Hundreds of faculty and staff members came together the week before spring semester classes, with a singular mission: Let’s do better to ensure student success. A day focused on critical make-or-break moments—or tipping points—in students’ university experiences, the annual Tipping Point Student Success Summit featured our own campus experts sharing best practices with their peers to ensure students achieve their educational dreams and emphasize the values expressed in the University’s strategic priorities of equity, engagement, and resilience.
Here, we share a few takeaways and advice for faculty and staff gleaned from seven of the 12 Tipping Point sessions.
Eat, Sleep, Thrive: Meeting Basic Needs
When students adequately meet their basic needs, like food and shelter, their chances for success improve dramatically. Similarly, when students fail go without those basics, data indicates that their grades and health suffer. Be brave to ask the difficult questions to see if students would benefit from our on-campus services, like the Hungry Wildcat Food Pantry, short-term housing, or emergency loans and grants.
“Professionalism” as a Barrier to Student Success
The word “professionalism” can mean different things to different people and different cultures. Instead of judging students by our own definition of how someone “should” dress or act to be “professional,” we should focus on their talents and education, listen to them, be intentional about welcoming them, and guide them along a path that will maximize their success.
As our campus grows more diverse, we are exposed to new ways of thinking. Encouraging students to discuss perspectives and life experiences that may be unfamiliar is an important part of building strong minds. A few keys to having open and constructive discussions about difference:
- Practice authentic and empathic listening to avoid polarization.
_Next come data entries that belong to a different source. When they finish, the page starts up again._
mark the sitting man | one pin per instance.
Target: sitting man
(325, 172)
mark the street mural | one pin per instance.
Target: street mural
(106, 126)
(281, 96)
- Think critically by focusing on data and reason, rather than criticizing the person you’re engaging with.
- Promote respectful opposition and continued dialog.
- Encourage cooperation by being collaborative.
- If needed, agree to disagree to avoid an impasse.
Deconstructing Student Academic Experiences
National studies show that US college students who face challenging opportunity gaps like poverty, limited access to healthcare, and language barriers (to name a few) are also more likely to face gaps in academic achievement. We can better support our students in the classroom by establishing clear course goals and requirements, ensuring classroom sessions are thoughtfully organized to maximize learning, and providing examples and illustrations to explain difficult topics. Early feedback on students’ drafts or works in progress, as well as prompt and detailed feedback on tests and completed assignments, is also beneficial.
Come Together: Strategies for Equity and Inclusion
College students with disabilities face greater barriers to success than their peers, including lower employment after college, greater risk of mental health issues, and high rates of suicide. About 25 percent feel like they are not a part of campus. With 5 percent of students at Chico State identifying as students with disabilities, we should strive to explore our unconscious bias, review our policies and procedures, understand the differences in needs of students with disabilities, and know where to ask for support. We also can embrace universal design and proactively work toward equitable learning environments instead of putting the burden on students themselves.
By considering place, purpose, participation, and public engagement, we create better learning environments for everyone. It’s key to understand that where students come from and where they are now can directly impact their educational experience. We also want to ensure students understand the true purpose of a lesson and shift toward a social perspective on learning that rewards participation. Lastly, we can strive to consider how we can incorporate a public event into our course, such as flu clinics for nursing students and the Chico Great Debate for communication students.
We never get a break—and neither do our minds. As we rush from task to task, our minds are always on the past and the future, instead of the present. We struggle to focus, and our performance suffers the consequences—for students, this includes their academic performance. We can model the importance of taking time to pause and quiet our minds. Consider starting your class, event, or meeting with even just one minute of mindfulness like taking a few deep breaths or sitting in silence to build better resiliency among our entire campus community.